Technical Documentation:Application Server
From VectorBase Development Wiki
This page is part of Technical Documentation
Contents |
Application Server Documentation
The application server accepts job and search submissions and returns the results, all by using SOAP messages. The application submission SOAP page is run on top of Apache & PHP. Search is run on top of Apache Axis and Tomcat, built on Lucene, a Java-based search engine.
Submitting Jobs
Jobs, such as BLAST requests, are submitted to the application server through a SOAP call as follows:
- The user submits a BLAST job to the webserver via the web interface.
- The job submission is encoded with all relevant data and sent to the application server.
- The application server reads the SOAP messsage and attempts to submit the job to a compute grid for processing.
- If there is an open node in (any of?) the outside grids (e.g. Cluster A, Biocomplexity Cluster, etc.), then the job is submitted to the first open node.

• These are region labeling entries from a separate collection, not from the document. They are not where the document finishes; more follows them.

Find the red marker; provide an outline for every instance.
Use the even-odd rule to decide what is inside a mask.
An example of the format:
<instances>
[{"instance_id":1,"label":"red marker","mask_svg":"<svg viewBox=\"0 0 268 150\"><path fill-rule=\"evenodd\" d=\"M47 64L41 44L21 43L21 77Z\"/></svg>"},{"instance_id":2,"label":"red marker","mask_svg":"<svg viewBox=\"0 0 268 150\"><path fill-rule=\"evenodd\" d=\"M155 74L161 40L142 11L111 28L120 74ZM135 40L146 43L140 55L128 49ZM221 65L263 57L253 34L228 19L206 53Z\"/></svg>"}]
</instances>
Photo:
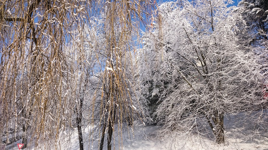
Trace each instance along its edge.
<instances>
[{"instance_id":1,"label":"red marker","mask_svg":"<svg viewBox=\"0 0 268 150\"><path fill-rule=\"evenodd\" d=\"M18 147L19 147L19 150L21 150L21 148L22 148L22 146L23 146L23 145L24 144L18 144Z\"/></svg>"}]
</instances>

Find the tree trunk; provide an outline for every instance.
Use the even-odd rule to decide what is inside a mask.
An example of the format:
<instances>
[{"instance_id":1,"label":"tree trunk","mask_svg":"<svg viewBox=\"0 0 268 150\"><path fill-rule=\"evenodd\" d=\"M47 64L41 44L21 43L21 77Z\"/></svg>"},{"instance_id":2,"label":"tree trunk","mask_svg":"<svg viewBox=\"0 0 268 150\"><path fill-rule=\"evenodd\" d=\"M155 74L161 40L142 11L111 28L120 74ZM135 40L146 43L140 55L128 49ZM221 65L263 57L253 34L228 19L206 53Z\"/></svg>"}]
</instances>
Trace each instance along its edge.
<instances>
[{"instance_id":1,"label":"tree trunk","mask_svg":"<svg viewBox=\"0 0 268 150\"><path fill-rule=\"evenodd\" d=\"M79 138L79 146L80 150L84 150L84 146L83 142L83 136L82 134L82 128L81 126L81 123L82 122L82 112L79 111L79 114L76 116L76 124L77 124L78 135Z\"/></svg>"},{"instance_id":2,"label":"tree trunk","mask_svg":"<svg viewBox=\"0 0 268 150\"><path fill-rule=\"evenodd\" d=\"M213 116L210 118L206 116L209 126L213 132L213 134L215 136L216 142L218 144L224 143L224 128L223 128L223 118L224 114L223 112L219 114L217 110L214 113ZM212 124L211 120L212 120L214 125Z\"/></svg>"},{"instance_id":3,"label":"tree trunk","mask_svg":"<svg viewBox=\"0 0 268 150\"><path fill-rule=\"evenodd\" d=\"M224 143L224 130L223 128L223 113L218 114L215 124L216 130L215 136L216 142L218 144Z\"/></svg>"},{"instance_id":4,"label":"tree trunk","mask_svg":"<svg viewBox=\"0 0 268 150\"><path fill-rule=\"evenodd\" d=\"M113 124L111 122L111 120L109 119L110 121L109 122L108 124L108 137L107 138L108 141L108 150L112 150L112 135L113 135Z\"/></svg>"},{"instance_id":5,"label":"tree trunk","mask_svg":"<svg viewBox=\"0 0 268 150\"><path fill-rule=\"evenodd\" d=\"M27 134L26 132L27 131L27 128L25 127L25 124L23 124L22 126L22 131L23 132L23 134L22 136L22 143L24 144L22 148L22 149L24 149L27 147Z\"/></svg>"}]
</instances>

- If there are no open nodes outside, the job is submitted to the internal Xgrid cluster.
- The web server polls (either by automatic page refresh or by user choice) the application server for the status of the job.
- The application server gets the status from the appropriate grid (this may be done either synchronously or otherwise?) and returns it to the webserver as a SOAP message.
- Once the status indicates that the job is finished, the webserver requests the job output/results from the application server.
- The application server fetches the job results from the appropriate compute grid and returns it to the web server as a SOAP message.
- The webserver displays the result to the user and optionally stores it for later usage or processing.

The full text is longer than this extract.